Canadian earthworms. Public enemy number one?
A new study details how the common earthworm is disrupting the ecology of Canadian forests and presently wreaking havoc on maple tree stands in Quebec’s Eastern Townships.
For some time now scientists have been investigating the role played by the lowly earthworm in changing the soil composition of Canadian forests. Almost all earthworm species in Canada are non-native, having come across the Atlantic with European settlers. And although the average gardener loves to see them digging in the dirt and helping to decompose plant matter and aerate the soil, earthworms have become a real threat to some plant species in our forests.
The study’s researchers found that the presence of earthworms in the sugar maple forests of southern Quebec corresponded with a thinning out of the forest floor, with fewer new shoots of red and striped maple, American beech and also two fern species.
“The most likely explanation is that the earthworms consume organic matter in forest litter,” says the study’s lead author Line Lapointe, professor at the Université Laval’s Faculty of Science and Engineering. “This results in soils that can’t hold as much moisture and that in turn interferes with seed germination and the ability of some species’ plantlets to survive.”
How earthworms spread
The dew worm or Canadian night crawler (Lumbricus terrestris) is the species currently causing damage to Canadian forests. (The name is deceiving – it too came from Europe.)
Stephen Westcott-Gratton of Canadian Gardening explains that, unlike in the backyard garden where fast turnover of soil is a plus, forests need to work on slower timelines, hence the trouble with the earthworm. “Once present, the earthworms gorge on the forest floor’s rich leaf litter, leaving the underlying mineral subsoil exposed and effectively wiping out tree seedlings, flowering plants and ferns who suddenly find themselves without a root zone.”
The issue is not one of earthworms charging across the country on their own – they only travel about 5 to 10 metres per year or one kilometer every 100 years – but of human-caused distribution. In Alberta, scientists only began noticing earthworms starting in the mid-1980s. Now, attempts are now underway to limit their spread. The Alberta Worm Invasion Project (yes, such a thing exists) studies the earthworm’s effects on local forests and advocates for more vigilance to prevent their spread.
Researchers with the Project list a number of ways that citizens can help. At the top of the list, anglers need to make sure that they don’t dump unused earthworms after fishing, and off-road enthusiasts should clean the tires of their ATVs to remove earthworms and cocoons.

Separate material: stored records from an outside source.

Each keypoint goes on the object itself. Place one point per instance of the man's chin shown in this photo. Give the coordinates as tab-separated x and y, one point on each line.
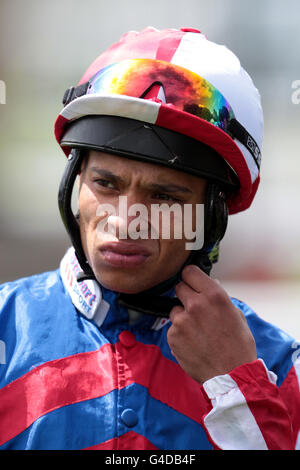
123	287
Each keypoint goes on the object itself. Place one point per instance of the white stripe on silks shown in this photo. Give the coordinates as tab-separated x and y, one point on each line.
223	70
296	365
230	423
110	105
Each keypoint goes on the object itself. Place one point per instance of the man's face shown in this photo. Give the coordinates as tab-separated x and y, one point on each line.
121	263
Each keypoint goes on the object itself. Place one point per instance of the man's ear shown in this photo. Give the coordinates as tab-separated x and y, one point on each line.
82	169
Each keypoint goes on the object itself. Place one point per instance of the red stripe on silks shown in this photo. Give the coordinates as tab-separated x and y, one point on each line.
266	404
52	385
290	393
144	364
128	441
93	374
209	134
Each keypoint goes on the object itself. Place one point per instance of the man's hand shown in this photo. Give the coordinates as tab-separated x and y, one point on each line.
209	336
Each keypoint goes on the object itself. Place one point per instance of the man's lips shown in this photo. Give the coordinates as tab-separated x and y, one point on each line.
126	255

As well, it’s important to avoid transporting leaves, mulch and soil between sites unless you are sure they don’t contain earthworms or cocoons.
But help may be on its way from an international source. Recently, the European Research Council awarded a 1.5 million Euro ($2.27 million dollars Cdn) grant to the German Centre for Integrative Biodiversity Research in Leipzig, to study the effects of European earthworms in North America. According to the Centre, the ECOWORM project grant “will fund the first systematic study on the impact of earthworms on plant communities and soil food webs.”

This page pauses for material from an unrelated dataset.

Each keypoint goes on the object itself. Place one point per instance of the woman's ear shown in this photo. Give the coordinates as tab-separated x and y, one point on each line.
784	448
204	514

Aren’t earthworms good for the soil?
But wait, you say. I thought earthworms were good for the soil and for the environment? That can be attributed to none other than Charles Darwin, who studied earthworms for decades and even wrote a book about them called The Formation of Vegetable Mould through the Action of Worms with Observations on their Habits, in which he offered nothing less than this rave about the slimy brown creatures. “It may be doubted whether there are many other animals which have played so important a part in the history of the world, as have these lowly organized creatures”.
That page turner did unveil some previously unknow facts about earthworms, including that they can move as much as ten tons of soil each year and have some rudimentary problem solving ability.
The issue is that there is a bit of a misunderstanding about health soil.
“The earthworms are in the soil because the soil is healthy. They are not necessarily doing anything for it,” says Peter Groffman, a soil ecologist at the City University of New York.
Groffman, in a recent talk with NPR’s Ira Flatow, expanded on this explanation.
“The soil’s probably pretty well aerated anyway. Certainly if we have soils that are compacted, say, that have seen a lot of traffic, people walking on them or driving on them. Compacted soils, earthworms can have very beneficial effect by aerating the soil. Most of our research is focused on forests and the effects that earthworms have in forests are – forests are naturally very well aerated. And so the benefit of the aeration in forests is probably very limited.”
Part of the problem is that the small tunnels worms create allow nutrients and pesticides to leak into nearby waterways.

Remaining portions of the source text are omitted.